Years ago I had a discussion with my father. He drove Lincoln Continentals® pretty much all his life. When the Lincoln Mark VII was introduced it was a radical design change for Lincoln. So much so I asked him why would they come out with something so radically different from what Lincolns are known for (Big square heavy behemoths)? Are they trying to attract Mercedes buyers (more round, driver orientated, etc.)? He said, “No. You’ll never get a Mercedes guy to buy a Lincoln. It’s Lincoln’s attempt to keep Lincoln owners from switching to a Mercedes.” I never forgot the importance of that statement.

Current Apple owners are not going to switch anytime soon in my opinion. Once you’ve made the switch from PC to Apple there is no going back. (At least at this moment in time. Windows 8® sealed that opportunity for the near future.) Sure Android®, Samsung®, and others are growing more, and more. However, they don’t have the cache’ or that je ne sais quoi that people just want to own.

It’s now all about how Apple becomes more like “Apple” and all that entails. That’s not a play on words. Apple needs to push further into what it means to own an Apple device and reside under the now ever-present Apple logo-ed umbrella.

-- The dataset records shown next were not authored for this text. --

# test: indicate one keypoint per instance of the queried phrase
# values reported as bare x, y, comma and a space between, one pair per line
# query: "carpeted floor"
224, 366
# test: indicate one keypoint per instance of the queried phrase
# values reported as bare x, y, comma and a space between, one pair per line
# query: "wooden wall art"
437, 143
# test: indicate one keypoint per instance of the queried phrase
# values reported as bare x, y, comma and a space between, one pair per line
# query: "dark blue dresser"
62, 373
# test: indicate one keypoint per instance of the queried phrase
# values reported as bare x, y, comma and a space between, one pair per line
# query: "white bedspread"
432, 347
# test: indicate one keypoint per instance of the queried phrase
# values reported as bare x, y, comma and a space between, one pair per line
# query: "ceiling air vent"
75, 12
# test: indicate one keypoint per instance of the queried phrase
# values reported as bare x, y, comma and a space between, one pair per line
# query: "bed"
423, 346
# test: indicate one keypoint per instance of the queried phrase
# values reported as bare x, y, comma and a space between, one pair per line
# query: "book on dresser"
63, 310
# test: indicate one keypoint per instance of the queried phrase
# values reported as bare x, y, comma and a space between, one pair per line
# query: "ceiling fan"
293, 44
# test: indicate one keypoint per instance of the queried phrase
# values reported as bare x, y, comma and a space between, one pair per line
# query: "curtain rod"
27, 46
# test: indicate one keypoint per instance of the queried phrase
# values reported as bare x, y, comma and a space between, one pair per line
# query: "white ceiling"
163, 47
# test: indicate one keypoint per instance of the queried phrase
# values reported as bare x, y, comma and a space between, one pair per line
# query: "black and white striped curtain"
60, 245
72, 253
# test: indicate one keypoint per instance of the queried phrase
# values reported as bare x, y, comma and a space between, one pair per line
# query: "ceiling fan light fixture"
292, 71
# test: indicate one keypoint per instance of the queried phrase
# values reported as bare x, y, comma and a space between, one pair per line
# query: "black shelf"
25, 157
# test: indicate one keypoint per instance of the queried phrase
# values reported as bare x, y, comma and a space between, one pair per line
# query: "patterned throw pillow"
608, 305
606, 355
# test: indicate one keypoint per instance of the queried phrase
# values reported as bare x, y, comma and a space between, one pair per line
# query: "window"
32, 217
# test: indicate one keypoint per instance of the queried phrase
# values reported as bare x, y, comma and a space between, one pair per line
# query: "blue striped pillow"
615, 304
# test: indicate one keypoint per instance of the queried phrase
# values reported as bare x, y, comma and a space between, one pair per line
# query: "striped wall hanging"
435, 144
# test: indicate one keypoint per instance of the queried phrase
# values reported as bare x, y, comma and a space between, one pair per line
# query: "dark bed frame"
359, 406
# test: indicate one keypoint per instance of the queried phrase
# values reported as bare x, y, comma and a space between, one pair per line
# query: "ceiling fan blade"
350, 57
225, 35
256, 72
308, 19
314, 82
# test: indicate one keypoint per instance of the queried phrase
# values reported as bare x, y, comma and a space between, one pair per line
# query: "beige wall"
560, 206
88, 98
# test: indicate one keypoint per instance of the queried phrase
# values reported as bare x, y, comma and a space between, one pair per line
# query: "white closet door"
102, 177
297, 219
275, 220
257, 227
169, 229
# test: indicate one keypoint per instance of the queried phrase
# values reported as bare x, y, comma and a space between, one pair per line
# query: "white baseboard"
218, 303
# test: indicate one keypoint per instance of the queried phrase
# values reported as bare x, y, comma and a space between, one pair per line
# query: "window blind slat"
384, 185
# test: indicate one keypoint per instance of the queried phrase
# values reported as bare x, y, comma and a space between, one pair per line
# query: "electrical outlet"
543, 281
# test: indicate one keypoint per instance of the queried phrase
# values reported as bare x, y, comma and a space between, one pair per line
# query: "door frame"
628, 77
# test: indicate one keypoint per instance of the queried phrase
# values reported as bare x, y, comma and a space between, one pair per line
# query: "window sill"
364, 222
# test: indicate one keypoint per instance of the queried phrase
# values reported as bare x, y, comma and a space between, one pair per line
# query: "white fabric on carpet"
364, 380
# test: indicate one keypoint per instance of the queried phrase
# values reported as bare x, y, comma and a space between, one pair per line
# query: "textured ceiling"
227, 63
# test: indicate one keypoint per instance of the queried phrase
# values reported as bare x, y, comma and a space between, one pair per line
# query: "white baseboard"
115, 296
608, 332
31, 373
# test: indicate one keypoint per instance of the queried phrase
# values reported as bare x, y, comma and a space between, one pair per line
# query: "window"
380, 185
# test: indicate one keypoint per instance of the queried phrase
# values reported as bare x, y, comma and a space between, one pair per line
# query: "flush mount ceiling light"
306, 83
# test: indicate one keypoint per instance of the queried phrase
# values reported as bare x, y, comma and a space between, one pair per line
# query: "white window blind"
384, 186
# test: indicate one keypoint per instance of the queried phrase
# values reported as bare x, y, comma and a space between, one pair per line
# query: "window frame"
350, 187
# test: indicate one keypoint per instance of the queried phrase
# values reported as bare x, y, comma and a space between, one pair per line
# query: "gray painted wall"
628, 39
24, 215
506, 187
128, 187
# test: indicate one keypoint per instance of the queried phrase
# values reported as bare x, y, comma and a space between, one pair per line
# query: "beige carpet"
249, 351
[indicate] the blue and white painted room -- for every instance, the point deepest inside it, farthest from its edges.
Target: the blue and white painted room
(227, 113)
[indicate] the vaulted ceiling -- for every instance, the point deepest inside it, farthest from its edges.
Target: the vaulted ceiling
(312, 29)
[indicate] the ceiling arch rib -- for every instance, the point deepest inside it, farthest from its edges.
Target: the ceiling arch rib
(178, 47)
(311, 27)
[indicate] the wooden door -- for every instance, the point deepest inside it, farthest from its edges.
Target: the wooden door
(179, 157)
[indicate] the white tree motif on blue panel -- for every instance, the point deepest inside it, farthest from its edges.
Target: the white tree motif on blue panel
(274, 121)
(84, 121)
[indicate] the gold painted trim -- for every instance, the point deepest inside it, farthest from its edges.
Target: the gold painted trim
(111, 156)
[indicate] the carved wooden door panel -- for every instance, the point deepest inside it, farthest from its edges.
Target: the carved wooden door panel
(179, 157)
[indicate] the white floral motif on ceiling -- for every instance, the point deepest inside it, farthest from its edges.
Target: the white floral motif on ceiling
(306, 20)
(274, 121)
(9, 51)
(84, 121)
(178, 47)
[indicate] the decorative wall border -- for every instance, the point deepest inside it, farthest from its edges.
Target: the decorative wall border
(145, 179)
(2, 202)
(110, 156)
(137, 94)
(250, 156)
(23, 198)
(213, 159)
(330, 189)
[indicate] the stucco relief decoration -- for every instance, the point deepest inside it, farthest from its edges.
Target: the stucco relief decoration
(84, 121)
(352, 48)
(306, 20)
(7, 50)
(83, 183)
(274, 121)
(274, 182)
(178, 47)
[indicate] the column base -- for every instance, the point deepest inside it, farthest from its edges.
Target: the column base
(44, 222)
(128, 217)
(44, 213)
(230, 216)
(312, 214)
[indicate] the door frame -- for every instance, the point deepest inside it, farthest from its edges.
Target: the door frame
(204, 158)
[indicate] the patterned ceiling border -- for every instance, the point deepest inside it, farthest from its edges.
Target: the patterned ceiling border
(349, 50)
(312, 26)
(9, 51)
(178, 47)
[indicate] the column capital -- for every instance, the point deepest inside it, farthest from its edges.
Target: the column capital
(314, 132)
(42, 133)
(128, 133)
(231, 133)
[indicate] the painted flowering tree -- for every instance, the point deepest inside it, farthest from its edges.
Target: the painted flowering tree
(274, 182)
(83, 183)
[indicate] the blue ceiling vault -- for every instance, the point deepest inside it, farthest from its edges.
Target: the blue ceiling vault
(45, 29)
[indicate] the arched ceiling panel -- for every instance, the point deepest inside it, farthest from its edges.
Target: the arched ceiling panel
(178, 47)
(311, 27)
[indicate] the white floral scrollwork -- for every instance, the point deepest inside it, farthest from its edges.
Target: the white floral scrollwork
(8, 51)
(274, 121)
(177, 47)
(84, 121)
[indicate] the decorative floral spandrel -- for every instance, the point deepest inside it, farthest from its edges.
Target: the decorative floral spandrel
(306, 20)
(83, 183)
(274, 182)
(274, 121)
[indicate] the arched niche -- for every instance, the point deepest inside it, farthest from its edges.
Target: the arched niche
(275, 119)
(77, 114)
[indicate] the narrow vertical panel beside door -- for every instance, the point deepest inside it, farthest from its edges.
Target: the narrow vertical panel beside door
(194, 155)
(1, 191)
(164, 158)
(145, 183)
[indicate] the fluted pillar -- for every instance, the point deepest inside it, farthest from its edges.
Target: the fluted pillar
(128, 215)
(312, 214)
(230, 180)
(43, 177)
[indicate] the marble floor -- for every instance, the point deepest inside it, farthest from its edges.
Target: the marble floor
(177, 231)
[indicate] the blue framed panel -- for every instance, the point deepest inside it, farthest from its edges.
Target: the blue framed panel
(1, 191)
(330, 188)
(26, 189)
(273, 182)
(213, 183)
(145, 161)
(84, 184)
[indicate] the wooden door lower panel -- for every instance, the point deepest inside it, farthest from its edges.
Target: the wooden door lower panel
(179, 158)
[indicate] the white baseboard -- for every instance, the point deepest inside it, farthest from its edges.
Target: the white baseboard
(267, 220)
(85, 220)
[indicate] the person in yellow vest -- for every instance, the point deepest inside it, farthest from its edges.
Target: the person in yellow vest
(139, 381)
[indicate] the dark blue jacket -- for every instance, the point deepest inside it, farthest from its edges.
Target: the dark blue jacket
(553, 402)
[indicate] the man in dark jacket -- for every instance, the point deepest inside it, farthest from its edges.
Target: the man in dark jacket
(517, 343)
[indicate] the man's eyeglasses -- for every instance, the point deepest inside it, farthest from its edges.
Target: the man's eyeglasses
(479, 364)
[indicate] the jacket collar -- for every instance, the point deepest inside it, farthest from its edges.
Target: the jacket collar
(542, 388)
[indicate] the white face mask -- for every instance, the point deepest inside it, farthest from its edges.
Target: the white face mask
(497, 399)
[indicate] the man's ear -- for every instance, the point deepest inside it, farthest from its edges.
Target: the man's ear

The real profits to be made now and into the future might not be with how many “new” devices one sells. Rather, what interface will continue to draw the people with both money to spend – and – that will spend it. Apple’s ability to construct its brand into the aspirational genre has been second to none in this regard. They need to continue as to give customers a reason to reach for (as to buy) – not make excuses as to offer lower quality products or standards as to compete on # of devices sold metrics. That’s a race to the bottom where the winner usually ends up the loser.

If Apple truly is at a game changer moment as I believe they could be. Monday’s WWDC could go down being just as an important of a day as when Job’s announced he was changing Apple Computer into Apple as we now know it.

The importance of that day wasn’t realized till much later when the Apple brand which culminated out of that conference began to exert itself into the mainstream. Apple has that chance once again in my view. And this well could be just that moment for those that are watching carefully.

It’s really is all up to Team Cook now. It’s their game to win or lose. Because…here comes “the ball.”